The game utilizes the iPhone’s motion-sensor technology to guide your crosshairs, giving the game as surprisingly fluid 3rd person shooter feel. By clicking on a button on the right, you can also utilize some of the laser weaponry of the Iron Man suit to take out ships and gun platforms.
The major hurdle to learning Aerial Assault is mastering the motion-sensor technology. We had to calibrate the tilting mechanism a couple times before it became intuitive to tilt the iPhone and guide the crosshair accurately.
The missions follow a very predictable pattern: you start out picking off whatever “new” enemy is being introduced into that stage, then you fly around a bunch of sky carriers with gun platforms and eventually you tackle the boss. As you progress, you also gain access to unlockable weapons, health upgrades, and increased maneuverability.
Iron Man: Aerial Assault has other marks of a movie cash-in. The soundtrack is short and we recommend just turning it off. The environments are cheap as well, with only background colour differentiating the different missions. The small amount of dialogue is just a cliché-riddled distraction. All of these elements speak to the rushed nature of production, despite the game’s release months after the movie’s time in cinemas.

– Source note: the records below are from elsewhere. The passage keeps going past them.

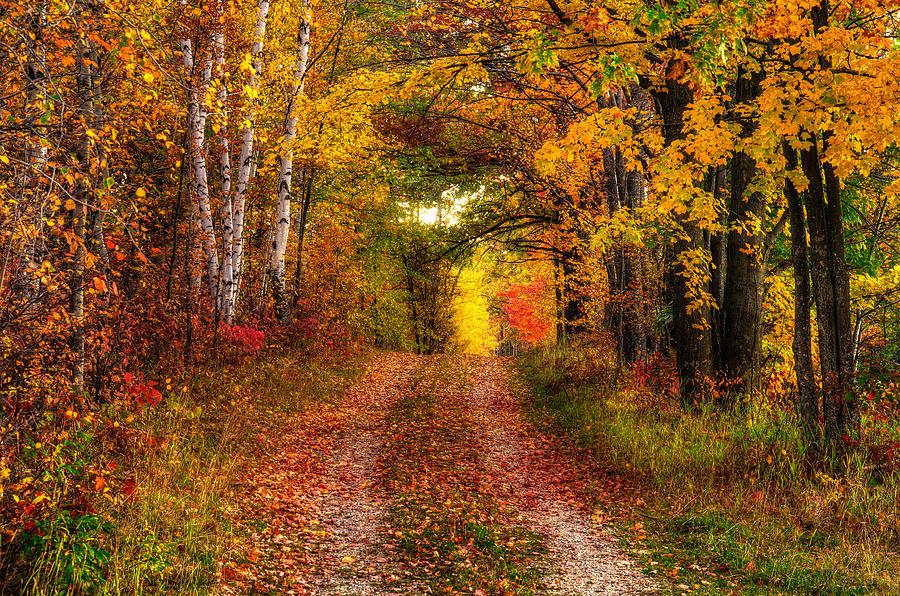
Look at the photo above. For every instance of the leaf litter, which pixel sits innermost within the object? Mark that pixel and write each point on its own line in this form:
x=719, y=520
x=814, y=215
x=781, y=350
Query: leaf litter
x=424, y=477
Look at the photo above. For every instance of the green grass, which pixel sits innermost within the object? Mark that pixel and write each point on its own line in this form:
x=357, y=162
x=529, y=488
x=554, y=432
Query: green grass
x=160, y=525
x=727, y=503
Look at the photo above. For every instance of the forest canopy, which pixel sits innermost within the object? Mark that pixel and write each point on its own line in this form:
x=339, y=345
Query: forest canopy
x=710, y=187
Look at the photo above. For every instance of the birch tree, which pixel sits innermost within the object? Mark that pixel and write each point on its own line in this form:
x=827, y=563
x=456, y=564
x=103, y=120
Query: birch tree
x=235, y=249
x=197, y=114
x=283, y=205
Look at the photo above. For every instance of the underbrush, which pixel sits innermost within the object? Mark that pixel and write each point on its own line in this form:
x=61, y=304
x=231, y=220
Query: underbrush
x=129, y=494
x=728, y=502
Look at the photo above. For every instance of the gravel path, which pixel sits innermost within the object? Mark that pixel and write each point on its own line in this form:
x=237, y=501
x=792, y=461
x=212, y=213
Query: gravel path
x=324, y=527
x=351, y=504
x=585, y=558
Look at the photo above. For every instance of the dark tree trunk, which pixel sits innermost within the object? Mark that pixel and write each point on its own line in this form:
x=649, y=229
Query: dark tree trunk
x=689, y=333
x=807, y=395
x=831, y=288
x=746, y=268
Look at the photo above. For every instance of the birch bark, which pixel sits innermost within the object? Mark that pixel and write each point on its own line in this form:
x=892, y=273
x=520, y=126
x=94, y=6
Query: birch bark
x=197, y=114
x=283, y=206
x=245, y=169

Iron Man: Aerial Assault reminds us of an archaic fighter jet simulator game from years long gone. The interchangeable backgrounds, uncreative enemies, lackluster soundtrack and silly dialogue all hammer home this dated, but nostalgic approach to gaming. While we’d like to merely pass Aerial Assault off as a shallow cash-in, the gameplay is fun for a couple hours and at a dollar, you don’t risk much in the investment.